- Founded: 1996
- Founder: Siarhiej Jasiučenia
- Status: inactive
- Genre: various
- Country of origin: Belarus
- Location: Minsk
- Official website: westrecords.by

= West Records =

Belarusian record label (e. 1996)

West Records is a record label in the Republic of Belarus.

== Activity ==
The company is engaged in production and promotion of the releases of Belarusian bands and performers. Many of the most popular Belarusian records of the 2000s, including the domestic tribute to Depeche Mode, albums of J:морс, Тяни-Толкай, Atlantica, Alexey Khlestov, Нестандартный вариант, IQ48, N.R.M., Krambambula, beZ bileta, Hair Peace Salon with Jitters, Open Space, and many others, were released on the label. At the same time, the label aims to present the widest possible range of Belarusian music, from ska to opera, in its catalogue.

West Records is also a distributor of world-famous labels, such as Sony BMG, Universal, EMI, across the territory of Belarus. The company distributes the licensed products of all major Russian companies, including Мистерия звука, Монолит, Мегалайнер, CD Land, Никитин, and many others.

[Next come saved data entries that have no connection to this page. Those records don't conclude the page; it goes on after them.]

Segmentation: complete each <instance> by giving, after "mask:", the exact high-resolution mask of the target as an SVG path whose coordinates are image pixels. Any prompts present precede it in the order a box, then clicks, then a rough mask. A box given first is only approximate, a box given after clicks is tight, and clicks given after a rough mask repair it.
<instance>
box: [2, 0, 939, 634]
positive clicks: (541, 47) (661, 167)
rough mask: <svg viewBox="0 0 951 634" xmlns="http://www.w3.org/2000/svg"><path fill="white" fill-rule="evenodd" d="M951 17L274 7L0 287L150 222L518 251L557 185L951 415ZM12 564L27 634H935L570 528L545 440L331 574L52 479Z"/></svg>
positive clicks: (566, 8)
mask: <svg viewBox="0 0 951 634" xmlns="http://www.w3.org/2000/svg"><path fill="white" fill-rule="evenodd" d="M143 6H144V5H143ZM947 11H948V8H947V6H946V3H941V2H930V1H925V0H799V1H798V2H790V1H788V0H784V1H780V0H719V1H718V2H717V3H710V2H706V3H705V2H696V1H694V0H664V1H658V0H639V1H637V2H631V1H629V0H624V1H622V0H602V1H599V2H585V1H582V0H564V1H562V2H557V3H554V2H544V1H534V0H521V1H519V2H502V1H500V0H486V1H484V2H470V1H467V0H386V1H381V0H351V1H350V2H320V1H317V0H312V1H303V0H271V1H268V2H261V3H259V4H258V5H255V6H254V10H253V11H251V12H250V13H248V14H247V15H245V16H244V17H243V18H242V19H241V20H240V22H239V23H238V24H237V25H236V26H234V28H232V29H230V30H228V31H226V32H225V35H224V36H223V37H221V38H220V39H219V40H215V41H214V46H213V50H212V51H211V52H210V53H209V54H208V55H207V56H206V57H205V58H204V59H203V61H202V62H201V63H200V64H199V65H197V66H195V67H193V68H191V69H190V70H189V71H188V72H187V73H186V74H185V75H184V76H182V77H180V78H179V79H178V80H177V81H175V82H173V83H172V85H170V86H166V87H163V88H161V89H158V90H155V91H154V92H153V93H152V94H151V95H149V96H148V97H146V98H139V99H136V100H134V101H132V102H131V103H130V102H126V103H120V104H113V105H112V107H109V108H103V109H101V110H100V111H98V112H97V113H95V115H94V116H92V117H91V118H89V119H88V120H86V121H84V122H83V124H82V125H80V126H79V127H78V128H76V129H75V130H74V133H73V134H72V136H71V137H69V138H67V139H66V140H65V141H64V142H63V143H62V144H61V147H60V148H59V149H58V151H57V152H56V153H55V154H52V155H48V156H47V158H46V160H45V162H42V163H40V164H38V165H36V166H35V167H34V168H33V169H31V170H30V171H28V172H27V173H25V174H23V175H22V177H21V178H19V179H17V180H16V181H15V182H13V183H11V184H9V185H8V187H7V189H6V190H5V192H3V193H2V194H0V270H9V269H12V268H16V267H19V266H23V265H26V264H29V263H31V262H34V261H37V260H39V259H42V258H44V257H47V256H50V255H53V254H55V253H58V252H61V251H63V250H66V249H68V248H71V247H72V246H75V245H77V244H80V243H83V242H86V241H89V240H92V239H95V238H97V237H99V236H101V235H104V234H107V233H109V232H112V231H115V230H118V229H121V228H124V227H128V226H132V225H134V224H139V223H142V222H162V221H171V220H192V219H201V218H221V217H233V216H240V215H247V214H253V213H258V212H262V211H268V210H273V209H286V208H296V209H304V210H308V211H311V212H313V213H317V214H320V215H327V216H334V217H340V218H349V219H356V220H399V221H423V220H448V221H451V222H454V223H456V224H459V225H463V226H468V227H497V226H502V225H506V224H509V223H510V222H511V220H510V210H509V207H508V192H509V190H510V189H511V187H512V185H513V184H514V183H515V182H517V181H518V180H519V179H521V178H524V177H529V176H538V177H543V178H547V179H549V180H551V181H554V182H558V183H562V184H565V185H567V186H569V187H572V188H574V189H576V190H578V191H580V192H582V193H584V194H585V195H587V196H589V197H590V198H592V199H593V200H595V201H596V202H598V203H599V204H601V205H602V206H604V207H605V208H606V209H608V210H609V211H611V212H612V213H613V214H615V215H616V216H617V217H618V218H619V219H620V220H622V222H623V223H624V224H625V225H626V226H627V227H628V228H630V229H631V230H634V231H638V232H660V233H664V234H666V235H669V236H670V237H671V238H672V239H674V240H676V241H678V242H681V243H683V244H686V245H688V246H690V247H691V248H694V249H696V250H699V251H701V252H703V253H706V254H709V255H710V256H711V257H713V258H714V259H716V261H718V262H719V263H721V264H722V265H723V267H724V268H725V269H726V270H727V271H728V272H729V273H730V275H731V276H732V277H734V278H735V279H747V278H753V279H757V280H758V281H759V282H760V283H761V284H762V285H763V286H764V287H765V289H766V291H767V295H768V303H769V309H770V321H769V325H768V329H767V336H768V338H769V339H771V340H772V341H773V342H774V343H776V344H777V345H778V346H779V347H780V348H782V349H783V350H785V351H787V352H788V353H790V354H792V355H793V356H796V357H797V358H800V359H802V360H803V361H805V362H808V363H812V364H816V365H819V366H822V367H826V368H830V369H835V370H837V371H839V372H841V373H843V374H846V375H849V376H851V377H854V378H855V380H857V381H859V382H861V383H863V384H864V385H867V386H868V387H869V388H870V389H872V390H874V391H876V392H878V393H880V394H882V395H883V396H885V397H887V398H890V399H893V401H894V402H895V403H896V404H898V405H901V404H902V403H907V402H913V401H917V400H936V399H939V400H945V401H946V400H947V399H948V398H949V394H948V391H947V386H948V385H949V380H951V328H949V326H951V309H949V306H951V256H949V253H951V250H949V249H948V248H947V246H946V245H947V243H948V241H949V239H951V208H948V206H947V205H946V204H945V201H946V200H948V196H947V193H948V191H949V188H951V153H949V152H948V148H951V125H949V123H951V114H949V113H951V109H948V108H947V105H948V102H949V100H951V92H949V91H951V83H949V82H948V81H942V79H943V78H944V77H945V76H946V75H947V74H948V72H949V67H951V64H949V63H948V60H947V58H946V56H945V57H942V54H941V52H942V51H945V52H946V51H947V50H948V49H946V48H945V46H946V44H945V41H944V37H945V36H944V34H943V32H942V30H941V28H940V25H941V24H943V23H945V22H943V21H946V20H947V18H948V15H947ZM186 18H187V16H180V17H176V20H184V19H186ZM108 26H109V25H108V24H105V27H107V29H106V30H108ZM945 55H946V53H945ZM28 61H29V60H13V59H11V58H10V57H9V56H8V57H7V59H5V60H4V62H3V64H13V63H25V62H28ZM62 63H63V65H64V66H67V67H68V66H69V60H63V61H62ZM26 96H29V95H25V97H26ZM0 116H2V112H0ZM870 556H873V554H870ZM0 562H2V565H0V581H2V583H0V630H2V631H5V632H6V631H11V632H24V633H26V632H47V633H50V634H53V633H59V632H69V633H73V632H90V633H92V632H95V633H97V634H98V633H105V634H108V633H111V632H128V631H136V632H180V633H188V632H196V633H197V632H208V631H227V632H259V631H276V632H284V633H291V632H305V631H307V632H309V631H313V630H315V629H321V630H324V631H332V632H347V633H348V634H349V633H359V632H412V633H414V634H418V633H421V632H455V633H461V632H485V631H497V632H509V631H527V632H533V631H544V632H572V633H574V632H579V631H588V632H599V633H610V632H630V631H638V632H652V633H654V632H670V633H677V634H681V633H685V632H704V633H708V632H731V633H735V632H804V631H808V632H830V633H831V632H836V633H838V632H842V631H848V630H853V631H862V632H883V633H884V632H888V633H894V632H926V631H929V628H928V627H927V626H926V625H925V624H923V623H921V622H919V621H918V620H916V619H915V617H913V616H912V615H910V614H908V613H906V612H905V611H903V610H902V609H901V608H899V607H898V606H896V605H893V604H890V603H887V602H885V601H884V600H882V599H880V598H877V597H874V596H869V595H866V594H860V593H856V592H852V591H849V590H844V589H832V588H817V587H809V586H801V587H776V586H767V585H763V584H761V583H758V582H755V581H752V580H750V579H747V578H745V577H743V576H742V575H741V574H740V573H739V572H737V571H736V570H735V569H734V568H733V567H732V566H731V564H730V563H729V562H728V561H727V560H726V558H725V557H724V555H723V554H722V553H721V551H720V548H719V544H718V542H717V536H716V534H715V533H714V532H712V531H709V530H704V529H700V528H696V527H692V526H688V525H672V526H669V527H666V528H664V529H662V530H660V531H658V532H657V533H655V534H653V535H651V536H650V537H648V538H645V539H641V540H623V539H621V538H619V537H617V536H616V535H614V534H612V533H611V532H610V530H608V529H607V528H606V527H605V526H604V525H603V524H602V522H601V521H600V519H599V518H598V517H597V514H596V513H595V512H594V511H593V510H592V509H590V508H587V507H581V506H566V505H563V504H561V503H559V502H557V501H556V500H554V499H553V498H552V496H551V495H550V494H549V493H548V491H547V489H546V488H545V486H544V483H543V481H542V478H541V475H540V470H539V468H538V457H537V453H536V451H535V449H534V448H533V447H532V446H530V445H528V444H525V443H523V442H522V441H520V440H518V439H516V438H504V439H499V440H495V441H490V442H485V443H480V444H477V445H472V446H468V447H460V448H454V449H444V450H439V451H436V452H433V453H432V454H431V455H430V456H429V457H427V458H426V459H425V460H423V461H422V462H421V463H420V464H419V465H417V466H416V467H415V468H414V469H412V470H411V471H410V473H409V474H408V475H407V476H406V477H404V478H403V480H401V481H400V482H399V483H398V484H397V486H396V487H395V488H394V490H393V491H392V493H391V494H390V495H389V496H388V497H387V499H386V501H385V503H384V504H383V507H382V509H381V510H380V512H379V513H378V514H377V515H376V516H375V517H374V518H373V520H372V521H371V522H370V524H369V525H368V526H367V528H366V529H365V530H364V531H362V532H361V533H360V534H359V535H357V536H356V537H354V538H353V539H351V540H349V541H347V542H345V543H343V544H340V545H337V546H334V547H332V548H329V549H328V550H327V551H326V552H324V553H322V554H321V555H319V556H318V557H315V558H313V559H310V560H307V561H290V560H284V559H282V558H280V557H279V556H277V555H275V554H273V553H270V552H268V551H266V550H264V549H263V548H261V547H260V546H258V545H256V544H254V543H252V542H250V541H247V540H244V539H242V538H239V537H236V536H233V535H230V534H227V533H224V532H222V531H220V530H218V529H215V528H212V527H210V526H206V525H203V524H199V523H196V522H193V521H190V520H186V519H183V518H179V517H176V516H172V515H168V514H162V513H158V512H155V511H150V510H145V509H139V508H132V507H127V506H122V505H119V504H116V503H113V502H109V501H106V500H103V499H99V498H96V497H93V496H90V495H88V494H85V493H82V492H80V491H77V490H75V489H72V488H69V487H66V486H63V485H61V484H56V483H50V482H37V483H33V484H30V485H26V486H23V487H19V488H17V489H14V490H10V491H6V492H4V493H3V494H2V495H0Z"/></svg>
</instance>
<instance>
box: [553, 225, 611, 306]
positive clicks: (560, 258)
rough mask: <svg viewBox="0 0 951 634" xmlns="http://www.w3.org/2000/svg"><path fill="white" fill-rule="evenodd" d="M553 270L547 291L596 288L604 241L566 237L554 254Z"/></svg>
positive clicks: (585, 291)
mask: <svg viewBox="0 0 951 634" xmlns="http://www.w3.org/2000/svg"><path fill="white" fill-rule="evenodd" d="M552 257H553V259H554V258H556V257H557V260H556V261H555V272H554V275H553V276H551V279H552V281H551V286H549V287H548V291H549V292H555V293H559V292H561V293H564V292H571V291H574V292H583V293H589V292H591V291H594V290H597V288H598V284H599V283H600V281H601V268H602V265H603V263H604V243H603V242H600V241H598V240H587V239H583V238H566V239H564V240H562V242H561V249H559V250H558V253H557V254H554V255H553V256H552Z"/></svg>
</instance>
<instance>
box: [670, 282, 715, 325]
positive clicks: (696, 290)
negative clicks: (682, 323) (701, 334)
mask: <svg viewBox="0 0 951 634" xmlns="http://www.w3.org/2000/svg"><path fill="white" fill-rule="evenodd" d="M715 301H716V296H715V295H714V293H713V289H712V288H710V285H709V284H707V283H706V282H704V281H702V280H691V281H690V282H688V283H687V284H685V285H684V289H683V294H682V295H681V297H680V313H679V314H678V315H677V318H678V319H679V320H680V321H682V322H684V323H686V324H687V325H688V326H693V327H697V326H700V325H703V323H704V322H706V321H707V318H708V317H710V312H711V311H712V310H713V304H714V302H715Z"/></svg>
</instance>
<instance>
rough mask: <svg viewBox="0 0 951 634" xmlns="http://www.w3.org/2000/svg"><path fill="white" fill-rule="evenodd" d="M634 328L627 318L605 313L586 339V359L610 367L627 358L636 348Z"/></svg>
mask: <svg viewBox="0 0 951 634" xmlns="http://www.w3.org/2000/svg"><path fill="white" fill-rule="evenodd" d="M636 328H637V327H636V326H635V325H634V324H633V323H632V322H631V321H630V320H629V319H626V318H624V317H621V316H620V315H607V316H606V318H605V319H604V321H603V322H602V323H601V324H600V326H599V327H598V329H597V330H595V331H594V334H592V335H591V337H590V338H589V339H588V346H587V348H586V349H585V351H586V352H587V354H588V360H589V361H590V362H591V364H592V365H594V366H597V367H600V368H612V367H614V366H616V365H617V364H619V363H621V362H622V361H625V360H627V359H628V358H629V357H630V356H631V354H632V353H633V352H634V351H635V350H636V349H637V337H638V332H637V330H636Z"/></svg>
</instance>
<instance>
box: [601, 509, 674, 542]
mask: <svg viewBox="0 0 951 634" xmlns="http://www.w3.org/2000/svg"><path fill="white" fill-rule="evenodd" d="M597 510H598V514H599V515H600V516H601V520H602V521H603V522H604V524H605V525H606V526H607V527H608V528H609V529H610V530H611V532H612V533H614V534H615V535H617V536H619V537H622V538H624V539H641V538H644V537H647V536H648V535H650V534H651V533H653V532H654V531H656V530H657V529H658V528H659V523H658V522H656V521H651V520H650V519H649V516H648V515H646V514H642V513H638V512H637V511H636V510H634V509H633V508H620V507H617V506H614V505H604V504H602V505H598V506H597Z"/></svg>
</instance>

As Belorusskaya Gazeta’s Jeliena Ankudo reported in 2003, the State Control Committee of the Republic of Belarus imposed a fine of more than $600000 on the company for violations in its financial and economic activities.

In 2010 the label together with the portal TUT.BY produced the show «Шоу Лауринаса и Мусиэгле» with the participation of Belarusian show business personalities.

== Recognition ==
According to the presented results of the editorial awards by the music portal Experty.by, West Records was named the best record label of the year three times in a row (in 2008, 2009 and 2010).

In 2010 Oleg Klimov, ex-chief editor of Muzykalnaya Gazeta, as a columnist over at naviny.by named the label, in whose catalogue mediocre albums are rare, “outstanding.”